Auch der freie oder unfreie Genuß der Sexualität hängt häufig stark mit dem erlernten Sozialverhalten zusammen. So kannte ich Frauen, mit denen ich immer, wenn es dazu kam für beide Seiten wunderbaren Sex hatte und dennoch zierten diese sich manchmal aus nicht sexuellen Gründen sehr, benutzten diesen als Mittel zum Zweck andere Ziele zu erreichen, betrieben also Hurerei statt Liebe, die sie damit einfordern wollten, verhielten sich also absurd, obwohl sie schönen Sex kannten und selbst genießen konnten. Weniger wunderte mich dies Verhalten bei denjenigen, die ohnehin keine große Lust entwickelten oder seltener Befriedigung fanden, doch trat es bei beiden gleich häufig auf, ohne dass es je einen Vorteil ihnen brachte, weil es mir wichtiger meist ist, nicht erpressbar zu sein, als Sex zu haben, was natürlich, wie immer, nur theoretisch gilt.

Schaffen die Sitten und die Moral dabei einen Rahmen, der das Zusammenleben erleichtert oder erschwert, fragt sich am Ende der Betrachtungen?

Weiß auch das nicht wirklich zu entscheiden, weil es, wie immer, Elemente von beidem hat. Sie erhöhen den dialektischen Reiz, was zumindest bei Katholiken sehr effektiv funktioniert aber mich aufgeklärten Atheisten mit protestantischem Hintergrund meist eher nervt. Gegen sie spricht, dass sie uns häufig völlig im bloßen Gehorsam gegenüber den Sitten von unserer Natur entfernen und wir diese mit jener verwechseln. Die Menschen tun nicht, was sie wollen, sondern was sie sollen und vergessen darüber, wozu sie eigentlich Lust haben, wie sich Lust natürlich anfühlt.

Die Sittengeschichte des Abendlandes ist eine gruselige voller Verbote und den Versuchen, diese zu umgehen, mit zahlreichen emotional verkrüppelten Wesen, die nicht mehr wissen, was sie möchten und wie sie genießen können. Hier bräuchte es dringender einer Befreiung und Entstaatlichung aller Sexualität als einer neuen Moral. Viele Verbote und Regeln sind ein Witz geworden und erreichen das Gegenteil des erwünschten, weil sich die Zeit geändert hat.
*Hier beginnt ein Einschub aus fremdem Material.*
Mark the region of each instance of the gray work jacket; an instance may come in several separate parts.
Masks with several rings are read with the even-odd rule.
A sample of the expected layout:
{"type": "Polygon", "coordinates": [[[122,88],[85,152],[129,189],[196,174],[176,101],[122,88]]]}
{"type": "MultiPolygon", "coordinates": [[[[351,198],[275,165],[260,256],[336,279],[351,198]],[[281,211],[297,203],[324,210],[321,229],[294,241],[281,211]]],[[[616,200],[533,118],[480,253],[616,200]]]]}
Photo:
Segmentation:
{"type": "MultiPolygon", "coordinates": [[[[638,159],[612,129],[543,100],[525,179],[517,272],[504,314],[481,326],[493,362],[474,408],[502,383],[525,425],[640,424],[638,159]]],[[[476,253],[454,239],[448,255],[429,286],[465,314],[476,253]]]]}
Wer Sexualität für etwas privates hält, sollte es auch jedem überlassen, wie er damit umgeht - es muss da nichts immer falsch oder richtig sein, solange alle Beteiligten, wissen, was sie tun und es so wollen. Alle Sitten und jede Moral sind dabei meist nur ein absurder Spiegel der Versuche, die Welt zu ordnen.